We officially became a “waiting” family last week. Today a social worker is reviewing us for consideration of the two children she works with. Who knows how long the process is for the child worker to determine we should move on to step 2 of meeting with her but we’ll see. Maybe we’ll make it past this stage on the first try, maybe not. Fingers crossed!
I can definitely see why so many people give up on being foster parents. The process is really frustrating just to get started. We’ve been dealing with our agency for 6 months now and we still aren’t technically foster parents. What we are is a pre-adoptive home. Our social worker wrote us a few days ago to say we have graduated from her services and our next agency contact person will be the matching coordinator.
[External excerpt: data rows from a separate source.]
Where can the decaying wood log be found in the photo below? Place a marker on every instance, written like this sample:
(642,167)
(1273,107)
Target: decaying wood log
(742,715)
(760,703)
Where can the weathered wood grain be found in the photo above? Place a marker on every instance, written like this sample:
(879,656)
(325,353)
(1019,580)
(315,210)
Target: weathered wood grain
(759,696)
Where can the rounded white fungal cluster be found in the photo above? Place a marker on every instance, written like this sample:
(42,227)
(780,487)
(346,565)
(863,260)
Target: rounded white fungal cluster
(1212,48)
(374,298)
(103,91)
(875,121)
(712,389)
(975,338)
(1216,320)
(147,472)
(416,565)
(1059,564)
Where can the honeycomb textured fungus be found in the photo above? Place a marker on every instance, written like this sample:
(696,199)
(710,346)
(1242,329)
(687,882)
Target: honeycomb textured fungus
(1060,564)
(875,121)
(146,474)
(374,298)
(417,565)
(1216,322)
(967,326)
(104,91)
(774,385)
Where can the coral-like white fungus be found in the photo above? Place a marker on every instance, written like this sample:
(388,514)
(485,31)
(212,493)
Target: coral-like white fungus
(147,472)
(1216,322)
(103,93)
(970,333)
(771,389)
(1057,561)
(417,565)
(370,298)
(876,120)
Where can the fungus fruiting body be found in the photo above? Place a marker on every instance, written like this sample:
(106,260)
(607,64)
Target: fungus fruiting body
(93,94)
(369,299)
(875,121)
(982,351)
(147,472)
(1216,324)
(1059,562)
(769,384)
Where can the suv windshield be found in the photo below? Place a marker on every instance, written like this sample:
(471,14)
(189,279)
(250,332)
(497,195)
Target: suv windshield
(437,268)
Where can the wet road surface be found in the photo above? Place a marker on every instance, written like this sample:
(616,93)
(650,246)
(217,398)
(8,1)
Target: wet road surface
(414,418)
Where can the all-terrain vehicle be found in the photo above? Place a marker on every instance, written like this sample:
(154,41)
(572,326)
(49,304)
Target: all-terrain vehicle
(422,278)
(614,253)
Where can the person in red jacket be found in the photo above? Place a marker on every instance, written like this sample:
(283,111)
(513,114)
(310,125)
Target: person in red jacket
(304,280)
Though we have been talking for 2 months about her getting us on the list for foster children, we are still being steered towards pre-adoptive only. Maybe this is a sign. Perhaps they think that we have more to offer a child/ren that need a forever home? I don’t know. I have been holding on to this frustration for months now and yesterday C and I finally talked it out. What do we want to do? Our options are (1) force them to start referring foster children to us or (2) bide our time until we are matched with kids and take it from there.
Option 1 pros: we’d get more familiar with the foster care system, would get to use our parenting skills, offer a refuge for kids in crisis or need of caregivers
Option 1 cons: if we take in fosters and then get matched, we’d likely have to remove the fosters to make room, we might have several kids in and out which would disrupt our adult routines/jobs, we might really get fed up with the agency and quit altogether
Option 2 pros: we’ll have a better chance of being able to offer kids a forever home, less in and out of short term foster kids, less time with daily/weekly agency contact once kids are placed and eventually adopted
Option 2 cons: we could end up matching on paper but not in person and that would disrupt the kids, we might be waiting months or years to be matched, our kid rooms sit empty
Given all the pros and cons that we considered, we decided not to force the agency to place foster children with us for short term stays. If there is a child that needs care long term, we will take that one child. We would like to reserve our other rooms for children that we match with. We don’t want to disrupt a settled foster kid for our pre-adoptive kids. We also don’t want to deal with our employers being difficult about needed time off for various kids if they were coming and going frequently.
So, we wait. We will sit tight and wait for the matching coordinator to call and start the process of pairing us with available children who we might click with. Then we’ll wait some more, probably a long while, to get the call that there are children whose parental requirements match up with who we are. This is not the decision that we started this process with and I’m still sitting on it to be sure that I feel okay with it. I know that I have so much energy for parenting and would love to help children. The truth is that I can’t save them all and I need to take a different perspective on the situation. Waiting for pre-adoptive kids isn’t a bad thing.
I know there is a lot to be said for “foster to adopt” and I understand the intricate issues and delicate nature of the term and people’s feelings about families who build their family this way. I hope that folks won’t be too hard on us for waiting for the right child who doesn’t have parent options on the horizon. I think that any child could benefit from our open and loving home environment, not to mention our cute dogs. We aren’t going to take anyone’s children away from them and if we ended up with a failed match, we are okay with that. Time isn’t that important and though we aren’t getting younger, we aren’t worried about not having time with kids that are in our home.
This was a hard decision for me, harder than for C, I think. I’m going to try not to look into the kids rooms too often so that I don’t get that empty feeling of “why aren’t there kids here.”